22 fevereiro 2007

CONTAMINANTES


The answer to stagnating R&D can be found in the creativity of the movie industry.
The number of new drugs that the US Food & Drug Administration has approved has fallen by half since 1996, with only 20 approved in 2005. That was the second lowest number of approvals in the history of the agency. Failures in the last stage of clinical development, Phase III, are particularly excruciating. Phase III trials consume 70% of clinical development costs, yet 40% of compounds now fall at this final hurdle compared to only 20% failing 10 years ago. Half of the failures come from inability to demonstrate superiority to a placebo, 30% are due to safety concerns, and 20% occur because no advantage relative to available therapies can be shown. These failures have a high profile and tend to perturb perceptions about the companies concerned, especially among investors. [...]

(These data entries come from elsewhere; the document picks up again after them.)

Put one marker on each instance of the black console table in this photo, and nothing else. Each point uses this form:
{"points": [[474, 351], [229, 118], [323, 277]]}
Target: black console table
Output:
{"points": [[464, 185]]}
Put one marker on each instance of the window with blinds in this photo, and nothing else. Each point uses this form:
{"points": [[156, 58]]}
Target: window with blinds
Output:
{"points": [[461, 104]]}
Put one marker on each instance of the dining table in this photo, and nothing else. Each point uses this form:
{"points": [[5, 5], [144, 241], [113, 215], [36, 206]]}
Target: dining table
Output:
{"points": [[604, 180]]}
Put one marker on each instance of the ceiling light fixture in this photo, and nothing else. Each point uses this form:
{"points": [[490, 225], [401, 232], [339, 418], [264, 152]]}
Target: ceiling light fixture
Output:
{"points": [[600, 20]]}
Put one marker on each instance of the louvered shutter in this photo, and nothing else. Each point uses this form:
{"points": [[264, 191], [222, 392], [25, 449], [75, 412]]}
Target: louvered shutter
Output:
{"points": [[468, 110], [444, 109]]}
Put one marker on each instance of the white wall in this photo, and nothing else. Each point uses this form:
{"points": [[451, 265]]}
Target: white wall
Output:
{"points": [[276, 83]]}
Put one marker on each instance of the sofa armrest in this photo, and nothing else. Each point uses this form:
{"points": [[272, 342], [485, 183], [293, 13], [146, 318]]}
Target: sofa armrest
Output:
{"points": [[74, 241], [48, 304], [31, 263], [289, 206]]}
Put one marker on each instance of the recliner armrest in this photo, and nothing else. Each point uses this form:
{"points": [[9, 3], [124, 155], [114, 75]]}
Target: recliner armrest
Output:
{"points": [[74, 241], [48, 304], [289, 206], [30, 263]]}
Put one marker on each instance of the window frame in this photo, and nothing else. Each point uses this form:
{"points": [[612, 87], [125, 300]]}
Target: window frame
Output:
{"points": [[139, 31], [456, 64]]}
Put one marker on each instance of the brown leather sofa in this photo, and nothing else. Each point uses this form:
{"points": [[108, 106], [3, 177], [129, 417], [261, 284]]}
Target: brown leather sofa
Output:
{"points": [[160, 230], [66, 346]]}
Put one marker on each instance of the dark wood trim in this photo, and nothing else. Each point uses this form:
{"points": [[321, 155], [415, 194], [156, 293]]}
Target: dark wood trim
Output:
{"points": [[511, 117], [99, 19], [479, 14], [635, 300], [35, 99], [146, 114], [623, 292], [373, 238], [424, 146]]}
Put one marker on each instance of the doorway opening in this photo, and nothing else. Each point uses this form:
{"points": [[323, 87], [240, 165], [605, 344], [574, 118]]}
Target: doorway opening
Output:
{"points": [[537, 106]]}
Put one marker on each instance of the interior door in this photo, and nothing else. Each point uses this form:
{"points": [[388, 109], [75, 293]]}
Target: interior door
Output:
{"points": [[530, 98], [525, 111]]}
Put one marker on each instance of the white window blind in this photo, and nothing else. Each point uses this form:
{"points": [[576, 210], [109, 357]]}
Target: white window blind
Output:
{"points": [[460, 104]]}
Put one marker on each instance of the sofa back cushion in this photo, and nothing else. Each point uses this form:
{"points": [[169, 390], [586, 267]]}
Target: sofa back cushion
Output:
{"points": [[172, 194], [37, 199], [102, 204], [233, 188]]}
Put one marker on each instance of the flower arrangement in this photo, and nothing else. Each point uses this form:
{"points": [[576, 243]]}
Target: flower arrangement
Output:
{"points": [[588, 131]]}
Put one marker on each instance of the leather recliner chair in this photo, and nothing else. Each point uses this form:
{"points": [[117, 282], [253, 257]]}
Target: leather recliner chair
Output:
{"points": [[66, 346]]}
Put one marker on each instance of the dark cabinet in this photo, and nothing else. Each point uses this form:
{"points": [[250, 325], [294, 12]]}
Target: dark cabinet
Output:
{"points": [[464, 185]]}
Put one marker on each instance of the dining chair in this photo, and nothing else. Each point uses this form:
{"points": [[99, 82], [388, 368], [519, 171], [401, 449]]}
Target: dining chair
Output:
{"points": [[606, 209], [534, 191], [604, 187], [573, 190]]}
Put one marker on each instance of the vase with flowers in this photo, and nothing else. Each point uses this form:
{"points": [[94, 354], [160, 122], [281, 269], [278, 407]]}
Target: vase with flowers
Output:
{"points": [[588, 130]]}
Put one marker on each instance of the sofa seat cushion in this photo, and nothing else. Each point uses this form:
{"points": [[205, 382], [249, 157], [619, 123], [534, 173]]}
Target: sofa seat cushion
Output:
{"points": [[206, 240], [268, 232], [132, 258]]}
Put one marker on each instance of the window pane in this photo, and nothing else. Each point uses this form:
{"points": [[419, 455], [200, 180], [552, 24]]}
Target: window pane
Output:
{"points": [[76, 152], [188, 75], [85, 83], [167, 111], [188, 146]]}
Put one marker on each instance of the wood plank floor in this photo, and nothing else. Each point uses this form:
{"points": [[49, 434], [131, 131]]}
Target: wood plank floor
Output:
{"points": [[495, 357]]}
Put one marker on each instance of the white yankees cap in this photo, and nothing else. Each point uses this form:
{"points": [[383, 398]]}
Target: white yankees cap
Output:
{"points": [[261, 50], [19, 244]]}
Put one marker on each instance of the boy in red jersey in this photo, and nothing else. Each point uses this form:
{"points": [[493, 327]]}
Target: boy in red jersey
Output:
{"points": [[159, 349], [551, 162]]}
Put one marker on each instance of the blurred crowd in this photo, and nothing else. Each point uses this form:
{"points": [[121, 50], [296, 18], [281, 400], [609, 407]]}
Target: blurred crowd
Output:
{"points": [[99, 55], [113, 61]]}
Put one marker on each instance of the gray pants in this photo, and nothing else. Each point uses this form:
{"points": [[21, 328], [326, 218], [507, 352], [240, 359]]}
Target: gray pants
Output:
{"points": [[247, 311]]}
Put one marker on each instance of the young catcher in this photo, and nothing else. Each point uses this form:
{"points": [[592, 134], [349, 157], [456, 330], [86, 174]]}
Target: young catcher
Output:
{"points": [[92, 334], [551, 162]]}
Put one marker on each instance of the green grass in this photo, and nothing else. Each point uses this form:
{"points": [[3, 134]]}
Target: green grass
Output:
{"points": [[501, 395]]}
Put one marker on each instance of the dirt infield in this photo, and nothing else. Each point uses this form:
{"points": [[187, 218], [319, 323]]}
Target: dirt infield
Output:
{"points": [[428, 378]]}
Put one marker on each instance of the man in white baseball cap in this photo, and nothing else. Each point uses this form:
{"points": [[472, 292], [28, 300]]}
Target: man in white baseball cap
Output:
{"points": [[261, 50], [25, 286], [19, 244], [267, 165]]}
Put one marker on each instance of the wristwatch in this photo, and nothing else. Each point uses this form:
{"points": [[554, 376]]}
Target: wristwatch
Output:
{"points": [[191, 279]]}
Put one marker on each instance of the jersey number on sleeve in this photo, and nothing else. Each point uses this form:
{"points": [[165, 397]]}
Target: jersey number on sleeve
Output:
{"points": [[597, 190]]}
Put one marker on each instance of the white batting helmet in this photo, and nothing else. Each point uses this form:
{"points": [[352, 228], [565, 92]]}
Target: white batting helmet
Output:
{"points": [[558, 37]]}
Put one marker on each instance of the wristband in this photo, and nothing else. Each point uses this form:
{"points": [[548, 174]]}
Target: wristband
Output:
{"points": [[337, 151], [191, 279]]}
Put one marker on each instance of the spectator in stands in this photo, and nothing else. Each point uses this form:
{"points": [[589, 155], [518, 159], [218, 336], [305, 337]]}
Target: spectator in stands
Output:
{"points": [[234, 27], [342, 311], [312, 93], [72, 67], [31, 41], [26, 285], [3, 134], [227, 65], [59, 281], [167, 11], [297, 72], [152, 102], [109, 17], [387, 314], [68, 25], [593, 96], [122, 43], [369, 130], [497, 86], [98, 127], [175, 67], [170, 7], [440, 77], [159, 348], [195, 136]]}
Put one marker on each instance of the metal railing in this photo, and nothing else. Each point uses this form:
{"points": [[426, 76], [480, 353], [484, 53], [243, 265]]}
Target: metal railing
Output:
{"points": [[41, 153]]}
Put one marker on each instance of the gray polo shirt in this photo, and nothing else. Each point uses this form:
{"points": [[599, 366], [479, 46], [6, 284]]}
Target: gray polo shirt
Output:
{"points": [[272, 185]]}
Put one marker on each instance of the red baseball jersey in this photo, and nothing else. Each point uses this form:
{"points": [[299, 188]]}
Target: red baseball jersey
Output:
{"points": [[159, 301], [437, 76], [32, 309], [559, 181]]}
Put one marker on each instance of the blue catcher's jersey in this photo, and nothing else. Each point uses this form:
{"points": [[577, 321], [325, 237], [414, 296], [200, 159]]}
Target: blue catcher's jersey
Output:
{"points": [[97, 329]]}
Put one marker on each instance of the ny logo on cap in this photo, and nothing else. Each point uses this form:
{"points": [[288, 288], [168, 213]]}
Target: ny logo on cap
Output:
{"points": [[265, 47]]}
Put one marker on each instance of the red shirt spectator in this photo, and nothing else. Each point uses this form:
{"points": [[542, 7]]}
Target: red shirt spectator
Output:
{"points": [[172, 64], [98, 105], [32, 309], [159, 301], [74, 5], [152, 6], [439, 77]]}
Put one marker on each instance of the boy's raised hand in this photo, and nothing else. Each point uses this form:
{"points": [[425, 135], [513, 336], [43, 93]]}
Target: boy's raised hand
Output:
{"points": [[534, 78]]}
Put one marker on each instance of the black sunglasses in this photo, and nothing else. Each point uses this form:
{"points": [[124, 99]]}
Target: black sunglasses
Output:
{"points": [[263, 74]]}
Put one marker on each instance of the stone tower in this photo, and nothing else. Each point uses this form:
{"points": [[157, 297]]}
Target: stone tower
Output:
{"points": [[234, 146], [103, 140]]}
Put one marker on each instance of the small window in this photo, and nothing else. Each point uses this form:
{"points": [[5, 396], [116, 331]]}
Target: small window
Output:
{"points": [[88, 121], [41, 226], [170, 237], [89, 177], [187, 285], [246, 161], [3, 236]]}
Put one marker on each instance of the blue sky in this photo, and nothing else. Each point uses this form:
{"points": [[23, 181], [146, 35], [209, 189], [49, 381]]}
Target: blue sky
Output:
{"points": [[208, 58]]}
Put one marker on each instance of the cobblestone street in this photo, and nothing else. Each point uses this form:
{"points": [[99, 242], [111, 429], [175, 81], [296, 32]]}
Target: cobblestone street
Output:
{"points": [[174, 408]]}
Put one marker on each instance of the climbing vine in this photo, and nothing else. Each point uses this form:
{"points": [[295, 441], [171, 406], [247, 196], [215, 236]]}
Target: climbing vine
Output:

There is a precedent for pharma emulating Hollywood: Pharma's main preoccupation, the creation of blockbusters, was directly copied from Hollywood. The blockbuster model is really defined by broad and aggressive marketing, though the term is less accurately, if more commonly, used to define revenue thresholds. Hollywood's blockbuster model was created in 1951, when the term was first applied to the movie Quo Vadis because of its then-huge budget of $7 million and the unprecedented zeal of its promotion.
Glaxo created the first pharma blockbuster in the 1980's with the ulcer medication, Zantac. The drug was a modestly effective but very safe compound that ultimately attained sales of more than $2 billion a year as a result of extremely aggressive marketing.